Après l’aspect fonctionnel, envisageons à présent l’automation selon un point de vue artistique en revenant à notre analogie entre musique et cinéma...
Je me rends compte tout à coup que j’ai omis de vous expliquer pourquoi je faisais une distinction entre ces deux types d’automation. La raison est somme toute simple, il s’agit ici d’optimiser le ratio qualité du rendu/temps. Avec l’expérience, je me suis aperçu qu’il était beaucoup plus efficace de rassembler les besognes d’ordre purement technique ensemble afin de s’en libérer pleinement avant de s’atteler à toute tâche artistique. Ainsi, l’esprit me semble plus libre, car il n’est pas interrompu en plein processus créatif par d’éventuels problèmes d’arrière-cuisine. Cela ne vous parle peut-être pas, mais essayez tout de même, je vous assure que le résultat est bluffant, sans parler du bien-être que cette façon de faire procure.
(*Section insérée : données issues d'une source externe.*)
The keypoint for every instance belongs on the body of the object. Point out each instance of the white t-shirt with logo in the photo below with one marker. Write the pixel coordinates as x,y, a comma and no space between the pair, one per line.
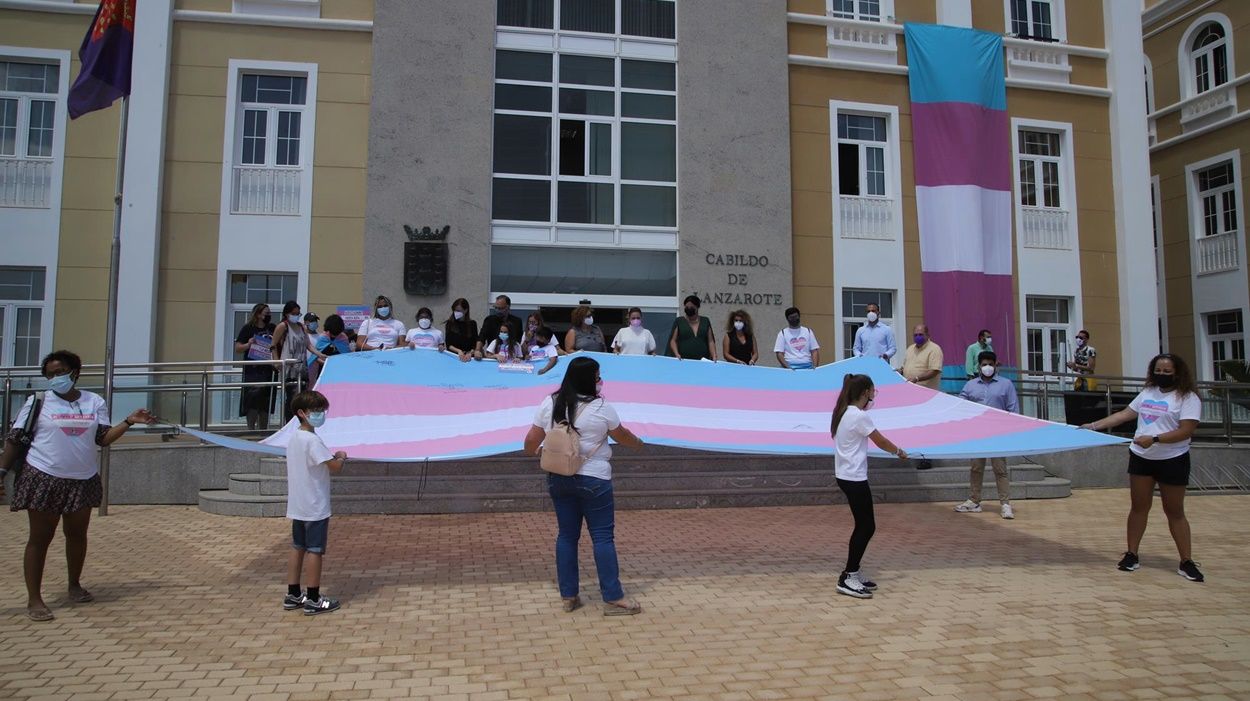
308,477
64,444
593,421
1159,412
796,344
850,445
425,339
381,331
634,341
Pensez votre morceau comme un film
Afin de parler de l’automation artistique, je vous propose de revenir à la notion de film de votre mix dont je vous ai déjà parlé en tout début de cette série d’articles. Si nous poursuivons l’analogie cinématographique, le constat actuel est le suivant : le casting est fait, les acteurs connaissent leurs textes sur le bout des doigts et le gros du décor est planté. Mais cela ne suffit pas pour faire un film digne de ce nom ! Il vous reste encore à travailler sur la mise en scène, la scénographie, et bien entendu la réalisation. Tout cela vous paraît peut-être un peu trop abstrait. Voyons donc de quoi il retourne exactement.
Selon André Antoine, la mise en scène est « l’art de dresser sur les planches l’action et les personnages imaginés par l’auteur dramatique ». Pour l’instant, vos acteurs/instruments savent quand ils rentrent et sortent de scène, mais il reste à définir le comment : en douceur sans trop se faire remarquer ou bien d’une façon tonitruante ? De plus, s’ils connaissent leur emplacement initial au sein de l’espace, il faut tout de même encore diriger leurs mouvements tout au long de l’action. En effet, si tout le monde reste planté comme une fougère en pleine forêt durant l’intégralité du film/morceau, le spectateur/auditeur risque d’avoir une sérieuse crise de bâillements à la longue…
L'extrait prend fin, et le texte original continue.